IMF wrong for 2001, right for 2002?
Charlotte Denny, Guardian News Service, London
Reminding economists of their predictions last year for the world economy in 2001 is an unfair trick, a bit like reminding friends of their new year resolutions.
But who said life was fair? So let's take a peek back at the International Monetary Fund's October 2000 assessment of the prospects for the world economy in the year now ending.
"Growth is projected to increase in all major regions of the world," it predicted, "led by the continued strength of the U.S. economy." After enjoying the strongest growth for 12 years in the millennium year, the world economy was expected to expand by a robust 4.2 percent this year.
Unfortunately, the world has skidded into its first synchronized downturn since the oil crisis of 1974, led by the U.S. At the end of the year, the three largest economies, the U.S., Japan and Germany, are all in recession.
To cap off 2001, last month the U.S. energy company Enron became the world's largest bankrupt corporation, and this month the Argentine economy finally buckled under the strain of its US$132 billion foreign debts, and became the largest ever bankrupt state.
The IMF did however warn that there were risks to its optimistic scenario, chiefly from the growing imbalances in the U.S. economy. And nobody could possibly have predicted Sept. 11.
Although a lot of corporations have blamed the terrorist attacks for mass lay-offs and plunging profits over the past three months, the downturn was already well under way by the time the hijacked planes crashed into the twin towers of the World Trade Center. The official chronologist of U.S. recessions, the National Bureau of Economic Research, says that the longest ever U.S. economic expansion ended in March.
The IMF was not even right about the causes of the downturn. In October last year it was still warning that the biggest threat to the American economy was that greater than expected inflationary pressures would force the Federal Reserve to raise interest rates sharply, throwing the economy into reverse.

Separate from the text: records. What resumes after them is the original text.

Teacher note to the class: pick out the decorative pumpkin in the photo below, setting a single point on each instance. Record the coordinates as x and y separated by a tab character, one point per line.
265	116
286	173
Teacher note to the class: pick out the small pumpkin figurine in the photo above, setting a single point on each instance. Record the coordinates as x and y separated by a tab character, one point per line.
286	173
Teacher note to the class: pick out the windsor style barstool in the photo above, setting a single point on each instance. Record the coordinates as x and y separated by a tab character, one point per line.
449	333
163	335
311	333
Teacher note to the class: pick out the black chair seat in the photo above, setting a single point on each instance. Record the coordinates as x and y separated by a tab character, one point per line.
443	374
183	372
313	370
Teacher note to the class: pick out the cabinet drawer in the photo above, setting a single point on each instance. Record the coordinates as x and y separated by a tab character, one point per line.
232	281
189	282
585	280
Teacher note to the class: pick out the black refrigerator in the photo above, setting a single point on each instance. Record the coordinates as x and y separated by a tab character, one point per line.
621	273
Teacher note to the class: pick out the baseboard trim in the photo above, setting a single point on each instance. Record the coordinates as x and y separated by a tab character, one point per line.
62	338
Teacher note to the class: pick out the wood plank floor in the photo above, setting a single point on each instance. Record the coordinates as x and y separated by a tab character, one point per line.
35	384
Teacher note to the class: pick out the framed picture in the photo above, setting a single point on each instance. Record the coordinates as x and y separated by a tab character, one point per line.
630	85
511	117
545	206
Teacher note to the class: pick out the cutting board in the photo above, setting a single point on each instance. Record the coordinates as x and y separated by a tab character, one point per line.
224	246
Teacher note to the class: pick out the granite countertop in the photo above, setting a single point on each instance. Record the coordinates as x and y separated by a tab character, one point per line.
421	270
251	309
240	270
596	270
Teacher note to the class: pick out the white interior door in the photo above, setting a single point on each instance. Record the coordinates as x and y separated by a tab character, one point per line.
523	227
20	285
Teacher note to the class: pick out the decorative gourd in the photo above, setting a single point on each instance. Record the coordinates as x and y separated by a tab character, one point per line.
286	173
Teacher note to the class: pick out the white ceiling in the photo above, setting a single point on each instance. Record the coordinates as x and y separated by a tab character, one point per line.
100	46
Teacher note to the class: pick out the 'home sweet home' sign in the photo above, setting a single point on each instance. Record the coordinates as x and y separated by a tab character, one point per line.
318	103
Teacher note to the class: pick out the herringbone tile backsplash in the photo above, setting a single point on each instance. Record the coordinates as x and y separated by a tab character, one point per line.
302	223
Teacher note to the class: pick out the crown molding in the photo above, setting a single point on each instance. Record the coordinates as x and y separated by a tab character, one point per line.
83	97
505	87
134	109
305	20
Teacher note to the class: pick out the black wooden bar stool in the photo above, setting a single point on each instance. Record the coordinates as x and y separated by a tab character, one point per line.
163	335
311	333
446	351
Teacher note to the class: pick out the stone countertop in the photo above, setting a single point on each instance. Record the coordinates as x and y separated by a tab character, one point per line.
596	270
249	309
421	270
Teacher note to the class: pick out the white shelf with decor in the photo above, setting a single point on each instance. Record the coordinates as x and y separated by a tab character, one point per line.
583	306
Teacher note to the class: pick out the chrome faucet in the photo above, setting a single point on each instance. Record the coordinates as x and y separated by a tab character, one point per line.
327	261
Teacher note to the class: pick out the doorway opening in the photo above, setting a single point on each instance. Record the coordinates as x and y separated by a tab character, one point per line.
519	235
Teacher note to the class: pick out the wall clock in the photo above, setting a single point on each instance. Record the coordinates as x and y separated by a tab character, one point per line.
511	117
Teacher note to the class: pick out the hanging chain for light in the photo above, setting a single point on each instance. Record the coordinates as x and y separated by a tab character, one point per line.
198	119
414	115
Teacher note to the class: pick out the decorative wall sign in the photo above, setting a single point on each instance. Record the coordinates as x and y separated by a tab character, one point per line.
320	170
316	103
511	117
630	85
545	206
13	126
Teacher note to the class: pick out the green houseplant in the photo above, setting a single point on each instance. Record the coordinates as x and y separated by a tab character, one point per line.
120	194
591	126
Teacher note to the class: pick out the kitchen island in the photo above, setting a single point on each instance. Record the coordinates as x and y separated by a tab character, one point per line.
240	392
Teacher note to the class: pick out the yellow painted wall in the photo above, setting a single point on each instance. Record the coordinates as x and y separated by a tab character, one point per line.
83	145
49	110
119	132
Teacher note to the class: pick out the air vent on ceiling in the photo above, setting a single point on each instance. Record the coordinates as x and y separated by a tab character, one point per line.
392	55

Instead, the year began with an unexpected interest rate cut from the Fed and by its end, 10 further cuts had taken U.S. borrowing costs to their lowest in 40 years. Even the most aggressive easing campaign in 50 years was unable to counteract the deflationary forces that were weighing on the US economy, however.
But it was not inflation that derailed the U.S., but the bursting of the hi-tech bubble in spring of last year, when investors realized that the vast amounts of cash poured into dubious Internet ventures was never going to be rewarded by future earnings. That, in turn, led many to start questioning whether the huge investment in IT was actually going to deliver sustained improvements in the efficiency of the U.S. economy -- the founding myth of the so-called new economy.

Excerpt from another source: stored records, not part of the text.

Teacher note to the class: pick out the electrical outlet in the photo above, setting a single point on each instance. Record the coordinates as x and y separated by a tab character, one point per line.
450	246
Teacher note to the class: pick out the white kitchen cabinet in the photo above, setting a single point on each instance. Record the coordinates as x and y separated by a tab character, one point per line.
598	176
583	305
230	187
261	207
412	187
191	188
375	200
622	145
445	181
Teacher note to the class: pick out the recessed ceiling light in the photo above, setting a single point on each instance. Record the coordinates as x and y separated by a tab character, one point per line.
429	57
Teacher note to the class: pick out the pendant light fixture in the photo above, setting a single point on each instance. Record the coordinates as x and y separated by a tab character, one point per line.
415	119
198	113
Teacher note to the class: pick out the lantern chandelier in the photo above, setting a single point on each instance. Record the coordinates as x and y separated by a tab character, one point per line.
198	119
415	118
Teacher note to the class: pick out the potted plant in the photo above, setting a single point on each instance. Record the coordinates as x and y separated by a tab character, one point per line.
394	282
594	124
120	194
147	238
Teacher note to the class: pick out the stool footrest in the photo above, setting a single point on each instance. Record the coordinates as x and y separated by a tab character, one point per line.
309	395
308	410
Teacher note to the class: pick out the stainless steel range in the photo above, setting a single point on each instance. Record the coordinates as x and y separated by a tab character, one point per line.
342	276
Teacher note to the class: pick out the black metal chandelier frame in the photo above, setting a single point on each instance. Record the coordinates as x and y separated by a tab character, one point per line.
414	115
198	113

What surprised most commentators was how quickly the U.S. malaise spread around the world. Even the IMF acknowledged it as one of the more ironic downsides of globalization. It did not help that the world's second largest economy, Japan, was already in trouble before the U.S. stumbled.
Meanwhile, the European Central Bank exhibited an almost criminal degree of complacency for the first half of the year, refusing to join global efforts to ease monetary policy while still insisting that the eurozone was well protected from the impact of the U.S. slowdown.
Those analysts who expected Britain to be the first to follow the U.S. in a downturn were also comprehensively wrongfooted.
Although Britain has stronger trading and investment links with the U.S. than the eurozone economies have, British consumers continued to spend, insulating the economy from the worst of the downturn, although at the price of a widening trade gap with the rest of the world.
Perhaps the Fund's economists should have paid more attention to the markets. At the end of 2000, investors were clearly not as bullish as the technocrats -- world stockmarkets ended last year in a black mood. As 2001 ends, the position is reversed -- the markets are optimistic that the worst is over, and the IMF is in a gloomy mood, warning that 2002 is likely to be another year of weak global growth.
So who is right this time? The pace of growth over the next two years is likely to disappoint and the recovery when it comes will be weak.
But there is a greater danger than just a weak recovery, according to economist Stephen King of HSBC. For the first time since the 1930s, the major economies face a real threat of deflation. Japan, Argentina, China, Hong Kong, Hungary, Russia and Taiwan are already experiencing falling prices, while in Britain, core goods prices turned negative again last month.
As King notes, low inflation may be a good thing most of the time, but when the economy turns sour it makes a central banker's job harder. "Once prices begin to fall, the transmission mechanism of monetary policy begins to seize up, reducing the ability of the monetary authorities to boost economic activity," he warns.
"If the authorities continue to fight last year's inflationary battle rather than this year's deflationary war, they may find themselves in a position whereby the collapse in private sector expectations for future growth comes through faster than the offsetting monetary and fiscal adjustment."
The question, then, for the world economy in 2002 is whether policymakers will finally admit that inflation is no longer the enemy and that deflation is a real threat. It should certainly feature on some central bankers' new year resolutions.